Der Verfassungsgerichtshof geht somit davon aus, dass die Vorschreibung einer Bereitstellungsgebühr gemäß § 3a der in Prüfung gezogenen Verordnung nur dann zulässig ist, wenn ein Anschluss des Grundstücks an die Kanalisationsanlage tatsächlich existiert und (kumulativ) der Anschluss vom Eigentümer (bzw. seinem Rechtsvorgänger) selbst begehrt (oder diesem zugestimmt) wurde.

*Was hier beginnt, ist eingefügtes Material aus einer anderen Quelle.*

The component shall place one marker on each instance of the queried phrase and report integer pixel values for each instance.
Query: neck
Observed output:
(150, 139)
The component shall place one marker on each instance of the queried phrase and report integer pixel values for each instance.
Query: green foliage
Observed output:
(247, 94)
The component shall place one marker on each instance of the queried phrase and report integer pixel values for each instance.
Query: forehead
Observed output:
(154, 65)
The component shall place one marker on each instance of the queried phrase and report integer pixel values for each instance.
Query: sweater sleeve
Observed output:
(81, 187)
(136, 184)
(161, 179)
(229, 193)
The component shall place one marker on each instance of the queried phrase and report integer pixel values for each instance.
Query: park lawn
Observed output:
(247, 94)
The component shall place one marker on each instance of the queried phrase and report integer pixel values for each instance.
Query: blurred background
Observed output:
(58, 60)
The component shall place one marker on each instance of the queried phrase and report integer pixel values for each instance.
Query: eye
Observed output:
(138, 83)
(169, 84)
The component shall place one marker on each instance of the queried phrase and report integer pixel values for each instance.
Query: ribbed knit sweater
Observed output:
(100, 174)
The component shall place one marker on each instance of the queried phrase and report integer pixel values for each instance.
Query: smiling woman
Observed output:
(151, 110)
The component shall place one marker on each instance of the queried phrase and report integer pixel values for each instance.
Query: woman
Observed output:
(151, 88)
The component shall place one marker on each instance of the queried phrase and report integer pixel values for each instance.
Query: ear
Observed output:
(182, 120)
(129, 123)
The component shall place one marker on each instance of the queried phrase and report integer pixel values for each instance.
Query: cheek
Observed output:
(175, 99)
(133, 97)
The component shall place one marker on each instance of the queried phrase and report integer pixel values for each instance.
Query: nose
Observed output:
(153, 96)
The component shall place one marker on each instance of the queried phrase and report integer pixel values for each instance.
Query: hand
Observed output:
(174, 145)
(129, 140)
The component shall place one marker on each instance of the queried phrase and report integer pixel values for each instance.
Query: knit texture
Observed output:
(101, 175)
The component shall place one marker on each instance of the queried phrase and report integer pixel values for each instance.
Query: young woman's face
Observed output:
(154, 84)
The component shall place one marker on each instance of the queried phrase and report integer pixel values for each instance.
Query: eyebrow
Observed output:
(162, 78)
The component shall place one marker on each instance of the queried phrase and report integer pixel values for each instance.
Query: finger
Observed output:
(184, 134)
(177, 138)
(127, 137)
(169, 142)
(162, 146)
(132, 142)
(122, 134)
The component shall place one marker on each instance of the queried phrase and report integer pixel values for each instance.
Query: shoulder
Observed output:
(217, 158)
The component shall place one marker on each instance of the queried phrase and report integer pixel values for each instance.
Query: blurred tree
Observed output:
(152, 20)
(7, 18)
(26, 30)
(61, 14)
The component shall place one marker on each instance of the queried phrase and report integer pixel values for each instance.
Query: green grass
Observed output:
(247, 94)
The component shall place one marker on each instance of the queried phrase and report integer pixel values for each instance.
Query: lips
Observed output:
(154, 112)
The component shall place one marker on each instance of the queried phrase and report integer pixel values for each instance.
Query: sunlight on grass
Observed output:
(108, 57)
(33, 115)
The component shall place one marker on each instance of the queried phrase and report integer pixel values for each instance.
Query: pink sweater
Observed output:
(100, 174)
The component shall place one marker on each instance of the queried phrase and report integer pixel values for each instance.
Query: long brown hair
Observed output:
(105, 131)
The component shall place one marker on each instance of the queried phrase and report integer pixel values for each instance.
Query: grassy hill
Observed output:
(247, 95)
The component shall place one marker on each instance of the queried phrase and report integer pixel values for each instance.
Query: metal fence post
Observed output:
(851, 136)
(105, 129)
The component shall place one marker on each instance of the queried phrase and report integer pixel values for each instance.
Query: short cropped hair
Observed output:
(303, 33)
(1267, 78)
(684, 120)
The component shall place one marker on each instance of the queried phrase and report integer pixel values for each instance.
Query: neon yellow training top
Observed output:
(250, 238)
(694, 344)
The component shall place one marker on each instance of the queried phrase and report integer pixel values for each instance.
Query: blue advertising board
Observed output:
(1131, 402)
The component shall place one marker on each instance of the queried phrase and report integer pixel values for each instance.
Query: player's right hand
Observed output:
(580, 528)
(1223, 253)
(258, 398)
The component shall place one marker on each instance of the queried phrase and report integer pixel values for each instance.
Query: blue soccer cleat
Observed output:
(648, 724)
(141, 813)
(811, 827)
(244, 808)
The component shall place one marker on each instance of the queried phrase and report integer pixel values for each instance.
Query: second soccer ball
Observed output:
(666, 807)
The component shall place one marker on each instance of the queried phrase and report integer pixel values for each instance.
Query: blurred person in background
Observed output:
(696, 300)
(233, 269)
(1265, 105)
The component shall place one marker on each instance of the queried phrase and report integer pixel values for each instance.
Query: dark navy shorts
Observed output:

Die Abgabenbehörden und die belangte Behörde haben ihrer Entscheidung hingegen nur zugrunde gelegt, dass das gegenständliche Grundstück an die Kanalisationsanlage "angeschlossen" sei. Selbst wenn man davon ausgeht, dass damit das Bestehen eines tatsächlichen Anschlusses des Grundstückes an die Kanalisationsanlage (im Sinne des erwähnten Erkenntnisses des Verfassungsgerichtshofes) festgestellt worden sei, was in der Beschwerde bestritten wird, haben die Abgabenbehörden - ausgehend von einer anderen Rechtsansicht - jedoch keine Feststellungen darüber getroffen, ob der "Anschluss" vom Eigentümer bzw. seinem Rechtsvorgänger selbst begehrt wurde. Die belangte Behörde, die jedenfalls insoweit die Rechtsansicht der Abgabenbehörden teilte, hat das Fehlen diesbezüglicher Feststellungen nicht aufgegriffen und daher ihren Bescheid mit Rechtswidrigkeit seines Inhaltes belastet.

Der angefochtene Bescheid war daher gemäß § 42 Abs. 2 Z. 1 VwGG aufzuheben.

Die Kostenentscheidung beruht auf den §§ 47 ff VwGG in Verbindung mit der VwGH-Aufwandersatzverordnung 2003, BGBl. II Nr. 333.